Ahh, Texarkana. They say it is “twice as nice” but it is not “twice as many interstates nice” because I-49 is not here yet. Regardless of your maps, the freeway stretching south of Texarkana is signed only as AR 549. No “Future I-49” signs here, no sir. Here it is, plus some AR 245 goodness.
What the signs don’t tell you is that the northbound choice puts you on an expressway while south puts you on a (northbound!) freeway.
These photos are from a few months ago, but no construction was evident at the southern end whatsoever. This southernmost stretch of the freeway opened in late 2005.
The 29 mile stretch of freeway is fairly dull. It’s by no means boring but the sprawl of gas stations and Cracker Barrels has not made it out here yet. That and the brand newness of the road, and complete absence of traffic makes it seem a little bit off in some way. I suppose it is “what a rural American freeway ought to be” rather than “what a rural American freeway is”.

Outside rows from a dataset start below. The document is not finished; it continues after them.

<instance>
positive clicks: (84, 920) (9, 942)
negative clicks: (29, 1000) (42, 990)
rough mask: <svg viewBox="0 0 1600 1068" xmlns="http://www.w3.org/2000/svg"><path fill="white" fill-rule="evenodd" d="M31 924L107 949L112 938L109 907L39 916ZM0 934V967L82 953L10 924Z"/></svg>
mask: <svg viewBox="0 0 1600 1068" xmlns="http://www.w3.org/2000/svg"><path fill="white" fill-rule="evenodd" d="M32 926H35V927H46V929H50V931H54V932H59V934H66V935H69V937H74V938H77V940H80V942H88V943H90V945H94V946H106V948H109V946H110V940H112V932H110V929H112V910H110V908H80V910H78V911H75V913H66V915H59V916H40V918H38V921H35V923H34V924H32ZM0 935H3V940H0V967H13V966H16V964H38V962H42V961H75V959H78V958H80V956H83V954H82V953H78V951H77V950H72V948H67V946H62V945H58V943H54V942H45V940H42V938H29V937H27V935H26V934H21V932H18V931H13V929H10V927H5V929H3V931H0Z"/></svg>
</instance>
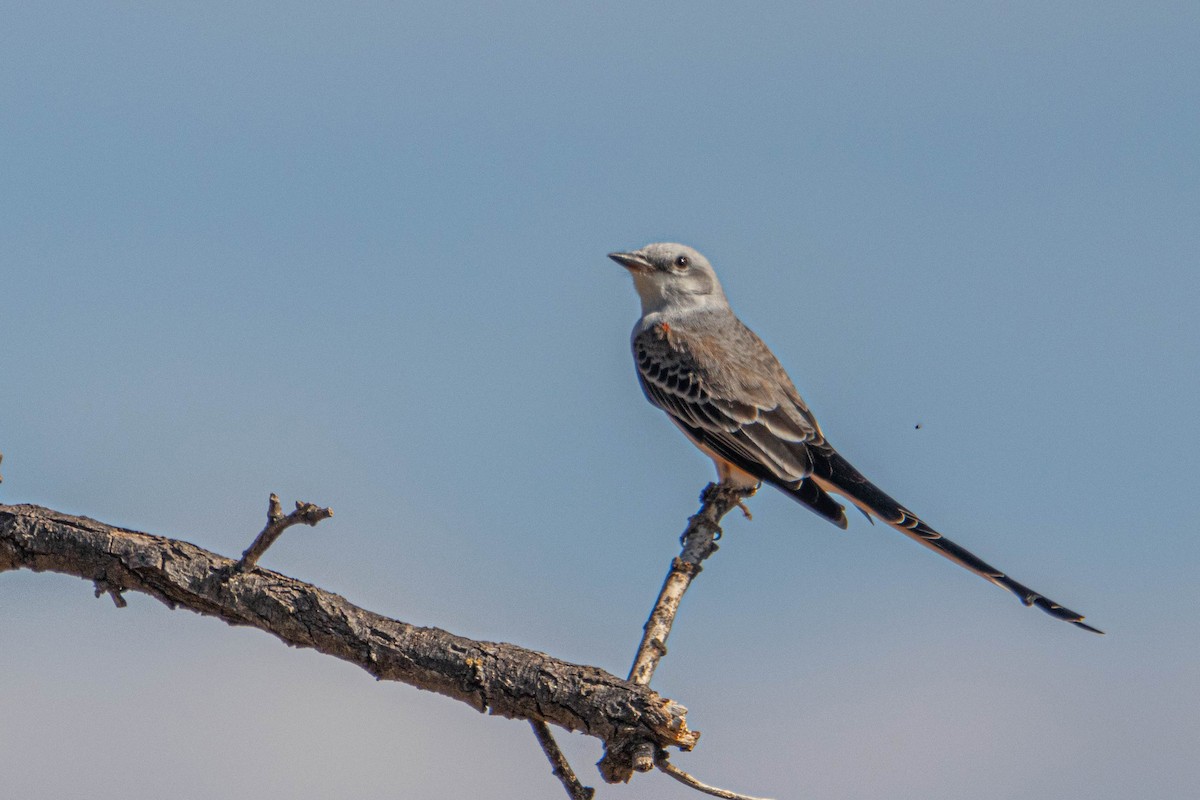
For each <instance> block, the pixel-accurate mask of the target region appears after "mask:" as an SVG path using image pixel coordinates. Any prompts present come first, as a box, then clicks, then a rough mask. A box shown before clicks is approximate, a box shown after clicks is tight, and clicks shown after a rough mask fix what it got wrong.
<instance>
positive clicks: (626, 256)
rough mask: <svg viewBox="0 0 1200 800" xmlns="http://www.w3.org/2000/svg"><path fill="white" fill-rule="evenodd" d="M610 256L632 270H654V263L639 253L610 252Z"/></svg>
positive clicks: (630, 269) (612, 258)
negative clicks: (638, 253)
mask: <svg viewBox="0 0 1200 800" xmlns="http://www.w3.org/2000/svg"><path fill="white" fill-rule="evenodd" d="M608 258H611V259H612V260H614V261H617V263H618V264H620V265H622V266H624V267H625V269H626V270H629V271H630V272H652V271H654V265H653V264H650V263H649V261H647V260H646V258H644V257H643V255H640V254H637V253H608Z"/></svg>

I’m not sure if this is the future route of I-49 or not, or if it’s going to go around to the east. There are absolutely no Future I-49 signs anywhere in Texarkana. At least, not on any of the major roads or freeways.
US 59 is a freeway on the west side of Texarkana and is the oldest freeway in town besides IH 30. In 2001 and 2003, this freeway had signs up proclaiming it at future I-69 – those signs are all gone these days. Texarkana is well poised on the future interstate highway system with I-49, I-69, and I-130 all possible designations for the area’s freeways. Still, there is just the one, IH 30.

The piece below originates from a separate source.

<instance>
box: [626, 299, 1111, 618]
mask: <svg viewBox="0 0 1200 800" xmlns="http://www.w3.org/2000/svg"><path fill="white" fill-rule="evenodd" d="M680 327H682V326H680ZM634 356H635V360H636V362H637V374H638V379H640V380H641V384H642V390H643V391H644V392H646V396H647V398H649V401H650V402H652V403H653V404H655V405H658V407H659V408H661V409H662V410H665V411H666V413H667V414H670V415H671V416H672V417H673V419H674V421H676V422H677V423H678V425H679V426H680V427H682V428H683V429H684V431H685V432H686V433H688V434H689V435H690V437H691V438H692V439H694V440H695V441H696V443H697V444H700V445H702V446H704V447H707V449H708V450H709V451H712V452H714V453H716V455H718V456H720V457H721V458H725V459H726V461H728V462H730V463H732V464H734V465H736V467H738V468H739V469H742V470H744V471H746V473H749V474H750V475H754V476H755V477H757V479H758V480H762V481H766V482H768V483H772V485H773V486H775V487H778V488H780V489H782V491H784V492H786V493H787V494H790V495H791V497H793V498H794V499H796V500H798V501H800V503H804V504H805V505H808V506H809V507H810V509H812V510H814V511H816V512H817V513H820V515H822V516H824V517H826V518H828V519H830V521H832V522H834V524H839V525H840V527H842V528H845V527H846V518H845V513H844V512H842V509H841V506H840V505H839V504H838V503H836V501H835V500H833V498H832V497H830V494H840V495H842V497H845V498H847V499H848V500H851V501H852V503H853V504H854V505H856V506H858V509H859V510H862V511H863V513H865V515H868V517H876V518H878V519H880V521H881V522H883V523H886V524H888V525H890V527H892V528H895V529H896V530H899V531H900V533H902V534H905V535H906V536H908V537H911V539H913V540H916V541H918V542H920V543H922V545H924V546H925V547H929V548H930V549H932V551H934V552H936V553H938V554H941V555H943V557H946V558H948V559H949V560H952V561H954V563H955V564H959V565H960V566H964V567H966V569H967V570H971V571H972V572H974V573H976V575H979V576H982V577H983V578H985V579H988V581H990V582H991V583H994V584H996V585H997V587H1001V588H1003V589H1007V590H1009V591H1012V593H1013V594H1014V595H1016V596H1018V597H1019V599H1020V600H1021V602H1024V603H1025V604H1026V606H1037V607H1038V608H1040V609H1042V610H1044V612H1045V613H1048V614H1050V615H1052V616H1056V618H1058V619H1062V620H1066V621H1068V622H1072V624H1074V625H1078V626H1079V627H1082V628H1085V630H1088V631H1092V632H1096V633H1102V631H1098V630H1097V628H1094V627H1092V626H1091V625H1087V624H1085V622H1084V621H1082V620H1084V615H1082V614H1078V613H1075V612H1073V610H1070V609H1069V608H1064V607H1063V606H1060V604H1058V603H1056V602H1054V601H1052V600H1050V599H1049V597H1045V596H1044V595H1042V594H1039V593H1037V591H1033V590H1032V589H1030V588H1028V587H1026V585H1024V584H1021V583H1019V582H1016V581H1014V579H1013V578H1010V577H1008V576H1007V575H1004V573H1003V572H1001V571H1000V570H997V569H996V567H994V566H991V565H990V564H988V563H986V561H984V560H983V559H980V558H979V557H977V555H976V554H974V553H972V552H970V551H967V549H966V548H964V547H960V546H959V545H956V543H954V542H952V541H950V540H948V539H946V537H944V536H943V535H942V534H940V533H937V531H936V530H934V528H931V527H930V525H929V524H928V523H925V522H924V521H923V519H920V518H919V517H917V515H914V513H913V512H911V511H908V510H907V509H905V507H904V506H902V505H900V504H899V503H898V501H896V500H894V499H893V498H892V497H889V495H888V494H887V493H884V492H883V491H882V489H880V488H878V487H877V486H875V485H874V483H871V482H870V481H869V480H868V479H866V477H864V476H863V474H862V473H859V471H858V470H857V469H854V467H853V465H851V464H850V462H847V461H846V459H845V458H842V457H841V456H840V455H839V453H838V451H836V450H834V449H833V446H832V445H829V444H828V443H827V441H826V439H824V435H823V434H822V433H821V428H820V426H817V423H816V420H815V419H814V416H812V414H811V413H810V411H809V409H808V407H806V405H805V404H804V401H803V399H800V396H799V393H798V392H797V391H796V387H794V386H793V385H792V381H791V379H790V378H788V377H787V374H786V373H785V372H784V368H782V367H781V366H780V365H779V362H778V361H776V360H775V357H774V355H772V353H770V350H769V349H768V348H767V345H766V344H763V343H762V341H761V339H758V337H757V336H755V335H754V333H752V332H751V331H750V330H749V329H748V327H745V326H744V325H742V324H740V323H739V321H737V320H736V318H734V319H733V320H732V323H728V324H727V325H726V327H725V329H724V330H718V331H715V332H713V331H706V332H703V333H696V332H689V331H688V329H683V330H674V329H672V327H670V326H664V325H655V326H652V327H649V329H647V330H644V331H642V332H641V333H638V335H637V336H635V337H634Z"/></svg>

Arkansas has been routinely voted as having the worst interstates in the nation, or is usually in the lower 5. In the mid 90s Arkansas recognized the need to fix their interstate highways, which need about $1 billion in work. A bond issue was sent to voters and soundly defeated. In 1999 the state government came up with a solution of new bonds backed with state highway money, and gas tax increases phased in over several years – and the voters approved it. The state can rehabilitate over 100 miles of interstates a year, and will have most of them fixed by 2008. Texas would have just slapped tollbooths on them. Anyway, I brought this up because often at the Arkansas state line on an interstate the orange cones begin.
The other road thing of interest in the area is State Line Avenue. US 71 is carried on old slab concrete and asphalt right down the state line.